'Joker': la recensione

di FREDERIC PASCALI - Quanto incide la nostra psiche nella capacità di decifrare la realtà che ogni giorno siamo chiamati ad affrontare? “Notevolmente” è la risposta più consona per descrivere la personalità di Arthur Fleck, il personaggio principale del film che Todd Phillips dirige e scrive, con Scott Silver, ricostruendo la genesi del Joker, l’arcinemico di Batman e il “cattivo” per eccellenza della DC Comics.

La Gotham City di Phillips, rappresentata nella consueta inclinazione distopica, seppur avulsa dagli intrecci espressi dagli universi Marvel e DC, è incastonata in una nicchia a parte che coincide con il 1981. Depone in tal senso la presenza di locandine di film come “Blow Out”, “Zorro the Gay Blade” ed “Excalibur”, tutti usciti in quell’anno.

È in questo contesto che Arthur Fleck vive la sua complessa esistenza fatta di un modesto lavoro da clown e della convivenza con una patologia che si manifesta con una irrefrenabile risata isterica(gli psichiatri definiscono Pseudobulbar Affect). Alla ricerca di un affetto sincero le sue relazioni sociali sono rarefatte e la maggior parte del tempo libero lo trascorre prendendosi cura della madre inferma o guardando con lei il Murray Franklin Show alla tv. Poche prospettive che preludono il profilarsi di una ineluttabile tragedia.

La pellicola di Phillips per almeno 3/4 della sua durata fa egregiamente il verso alla realtà stravolgendo tutti i canoni classici del cinefumetto ed eludendo le derive grottesche tipiche del genere. Forte della straordinaria interpretazione di Joachim Phoenix, “Joker”, la sceneggiatura procede spedita e come una perfetta favola nera mette in scena il dramma dell’uomo non lesinando primissimi piani e dialoghi sempre sull’orlo di una crisi di nervi. La presenza di Fleck nello show di Murray Franklin, interpretato da un sontuoso Robert De Niro, è il punto di svolta che cambia le carte in tavola dell’intero film.

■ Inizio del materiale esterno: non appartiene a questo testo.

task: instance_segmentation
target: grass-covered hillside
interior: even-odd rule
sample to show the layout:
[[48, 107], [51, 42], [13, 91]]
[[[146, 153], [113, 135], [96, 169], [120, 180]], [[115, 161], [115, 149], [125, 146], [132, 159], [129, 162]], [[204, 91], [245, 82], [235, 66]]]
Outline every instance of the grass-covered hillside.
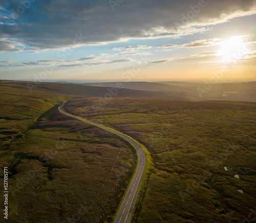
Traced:
[[95, 113], [97, 101], [66, 109], [139, 140], [153, 158], [133, 222], [241, 222], [254, 210], [255, 103], [113, 98]]

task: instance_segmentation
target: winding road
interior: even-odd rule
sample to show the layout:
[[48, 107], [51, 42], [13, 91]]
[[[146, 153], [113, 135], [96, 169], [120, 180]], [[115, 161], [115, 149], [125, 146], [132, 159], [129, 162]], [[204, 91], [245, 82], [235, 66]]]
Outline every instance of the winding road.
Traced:
[[127, 191], [123, 201], [121, 207], [118, 211], [114, 223], [125, 223], [130, 222], [132, 219], [132, 211], [134, 207], [134, 205], [136, 203], [138, 194], [140, 188], [141, 182], [142, 179], [142, 175], [144, 172], [145, 165], [145, 154], [141, 147], [132, 139], [127, 137], [126, 135], [116, 131], [113, 130], [100, 125], [88, 121], [88, 120], [79, 117], [72, 115], [62, 111], [62, 108], [65, 105], [67, 102], [63, 102], [63, 104], [59, 107], [59, 111], [62, 114], [68, 115], [72, 118], [82, 121], [84, 122], [89, 123], [93, 126], [103, 129], [109, 132], [111, 132], [116, 135], [117, 135], [122, 138], [125, 139], [126, 141], [132, 144], [137, 150], [139, 154], [139, 163], [133, 179], [132, 183]]

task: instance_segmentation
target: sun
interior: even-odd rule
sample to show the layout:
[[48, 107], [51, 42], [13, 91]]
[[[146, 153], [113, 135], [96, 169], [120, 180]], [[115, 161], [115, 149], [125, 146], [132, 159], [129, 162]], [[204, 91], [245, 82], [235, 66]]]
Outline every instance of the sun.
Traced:
[[230, 38], [224, 41], [220, 52], [223, 58], [222, 61], [225, 62], [236, 61], [247, 53], [246, 43], [238, 37]]

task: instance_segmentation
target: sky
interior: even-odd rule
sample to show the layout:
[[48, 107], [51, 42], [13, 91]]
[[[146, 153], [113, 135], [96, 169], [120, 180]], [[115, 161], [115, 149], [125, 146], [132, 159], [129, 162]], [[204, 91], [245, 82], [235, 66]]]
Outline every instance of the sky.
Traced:
[[256, 0], [0, 0], [0, 79], [256, 81]]

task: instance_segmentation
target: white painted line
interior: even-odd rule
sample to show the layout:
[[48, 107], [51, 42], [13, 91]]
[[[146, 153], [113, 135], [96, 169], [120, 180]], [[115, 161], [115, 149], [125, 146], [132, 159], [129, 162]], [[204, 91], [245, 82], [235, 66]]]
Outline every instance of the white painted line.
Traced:
[[119, 220], [119, 223], [120, 223], [120, 222], [121, 221], [121, 219], [122, 219], [122, 217], [121, 217], [121, 218], [120, 218], [120, 220]]
[[127, 214], [126, 217], [125, 217], [125, 220], [124, 220], [124, 223], [125, 223], [125, 221], [126, 221], [127, 217], [128, 217], [128, 214], [129, 214], [129, 212]]

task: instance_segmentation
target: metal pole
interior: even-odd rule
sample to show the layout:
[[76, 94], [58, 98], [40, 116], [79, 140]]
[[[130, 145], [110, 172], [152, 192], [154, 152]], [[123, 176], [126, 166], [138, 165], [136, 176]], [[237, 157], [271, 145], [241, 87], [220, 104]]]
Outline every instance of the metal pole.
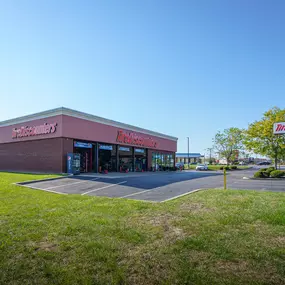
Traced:
[[187, 137], [187, 141], [188, 141], [188, 169], [189, 169], [189, 156], [190, 156], [190, 154], [189, 154], [189, 137]]
[[227, 172], [226, 168], [224, 167], [224, 190], [227, 189]]

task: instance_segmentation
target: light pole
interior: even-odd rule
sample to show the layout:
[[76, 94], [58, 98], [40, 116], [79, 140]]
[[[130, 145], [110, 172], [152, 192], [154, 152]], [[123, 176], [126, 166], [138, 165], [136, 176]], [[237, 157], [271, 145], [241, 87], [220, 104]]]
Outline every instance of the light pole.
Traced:
[[187, 142], [188, 142], [188, 152], [187, 152], [187, 154], [188, 154], [188, 169], [189, 169], [189, 156], [190, 156], [190, 154], [189, 154], [189, 137], [187, 137]]

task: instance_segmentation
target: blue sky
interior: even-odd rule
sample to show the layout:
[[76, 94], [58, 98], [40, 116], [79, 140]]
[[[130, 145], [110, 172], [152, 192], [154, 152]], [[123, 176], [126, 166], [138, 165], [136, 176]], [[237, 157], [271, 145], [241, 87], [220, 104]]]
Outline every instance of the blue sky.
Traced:
[[1, 1], [0, 121], [65, 106], [179, 138], [285, 107], [285, 1]]

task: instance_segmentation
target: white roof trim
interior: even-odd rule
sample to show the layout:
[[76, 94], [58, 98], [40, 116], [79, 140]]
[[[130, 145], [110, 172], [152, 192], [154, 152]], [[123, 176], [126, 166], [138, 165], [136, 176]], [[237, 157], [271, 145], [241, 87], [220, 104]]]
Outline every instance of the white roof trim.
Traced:
[[23, 117], [11, 119], [11, 120], [2, 121], [2, 122], [0, 122], [0, 127], [26, 123], [28, 121], [44, 119], [44, 118], [58, 116], [58, 115], [66, 115], [66, 116], [71, 116], [71, 117], [75, 117], [75, 118], [80, 118], [80, 119], [88, 120], [91, 122], [96, 122], [96, 123], [100, 123], [100, 124], [104, 124], [104, 125], [108, 125], [108, 126], [113, 126], [116, 128], [122, 128], [122, 129], [130, 130], [130, 131], [134, 131], [134, 132], [140, 132], [143, 134], [156, 136], [156, 137], [160, 137], [160, 138], [164, 138], [164, 139], [169, 139], [169, 140], [173, 140], [173, 141], [178, 140], [176, 137], [173, 137], [173, 136], [164, 135], [164, 134], [161, 134], [158, 132], [146, 130], [143, 128], [135, 127], [132, 125], [120, 123], [117, 121], [105, 119], [102, 117], [94, 116], [91, 114], [79, 112], [79, 111], [64, 108], [64, 107], [56, 108], [56, 109], [52, 109], [52, 110], [48, 110], [48, 111], [44, 111], [44, 112], [40, 112], [40, 113], [36, 113], [36, 114], [32, 114], [32, 115], [27, 115], [27, 116], [23, 116]]

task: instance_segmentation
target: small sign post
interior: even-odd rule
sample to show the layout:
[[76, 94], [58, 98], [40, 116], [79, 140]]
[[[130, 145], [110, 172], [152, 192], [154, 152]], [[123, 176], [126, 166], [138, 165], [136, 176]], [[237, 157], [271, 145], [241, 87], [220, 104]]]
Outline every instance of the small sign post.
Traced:
[[224, 167], [224, 190], [227, 190], [227, 171]]

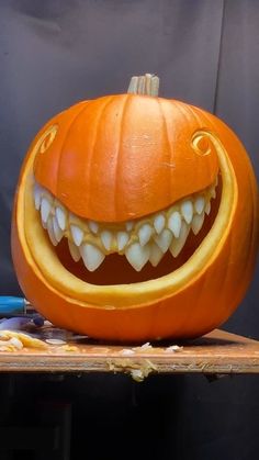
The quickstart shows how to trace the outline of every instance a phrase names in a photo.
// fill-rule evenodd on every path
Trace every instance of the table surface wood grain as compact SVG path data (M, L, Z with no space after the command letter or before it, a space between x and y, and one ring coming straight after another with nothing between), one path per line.
M182 344L68 339L45 349L1 351L0 372L124 372L139 381L149 373L259 373L259 341L219 329Z

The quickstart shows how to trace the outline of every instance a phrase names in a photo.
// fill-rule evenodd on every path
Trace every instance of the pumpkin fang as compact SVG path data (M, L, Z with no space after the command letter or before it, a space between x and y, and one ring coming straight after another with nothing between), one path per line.
M71 258L76 262L82 259L89 271L97 270L114 253L124 255L140 271L148 261L156 267L168 250L173 258L179 256L190 232L198 235L201 231L205 214L211 212L211 200L216 198L216 187L217 178L202 192L159 213L122 224L80 218L36 182L34 203L52 244L57 246L63 237L67 238Z

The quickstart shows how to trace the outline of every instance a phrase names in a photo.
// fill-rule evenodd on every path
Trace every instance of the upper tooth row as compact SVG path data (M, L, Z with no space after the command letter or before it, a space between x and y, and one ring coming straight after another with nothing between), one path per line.
M82 243L93 243L104 255L115 251L124 254L125 248L133 243L139 243L144 247L149 240L154 240L159 246L162 235L164 238L169 234L179 238L183 223L196 235L202 227L204 214L211 211L211 198L215 198L215 187L207 189L203 194L181 200L149 218L138 220L135 223L126 222L114 229L109 227L109 224L104 226L75 216L45 189L38 184L34 188L35 207L41 211L43 226L48 229L54 245L66 236L77 247Z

Da quel momento in poi la forma cambia e la realtà si modifica plasmandosi di tratti surreali, sovraccaricandosi di innumerevoli citazioni, da “Re per una notte” a “Il cavaliere oscuro”, ed Easter Eggs (le sorprese “invisibili”)  che riportano il racconto nel cammino classico a lungo apparentemente eluso. In questa deriva la storia parallela della nascita di Batman diventa più marcata mentre la fotografia di Lawrence Sher si sforza di ricucire il tutto sostenuta dalla bella e magnetica colonna sonora dell’islandese Hildur Guônadòttir.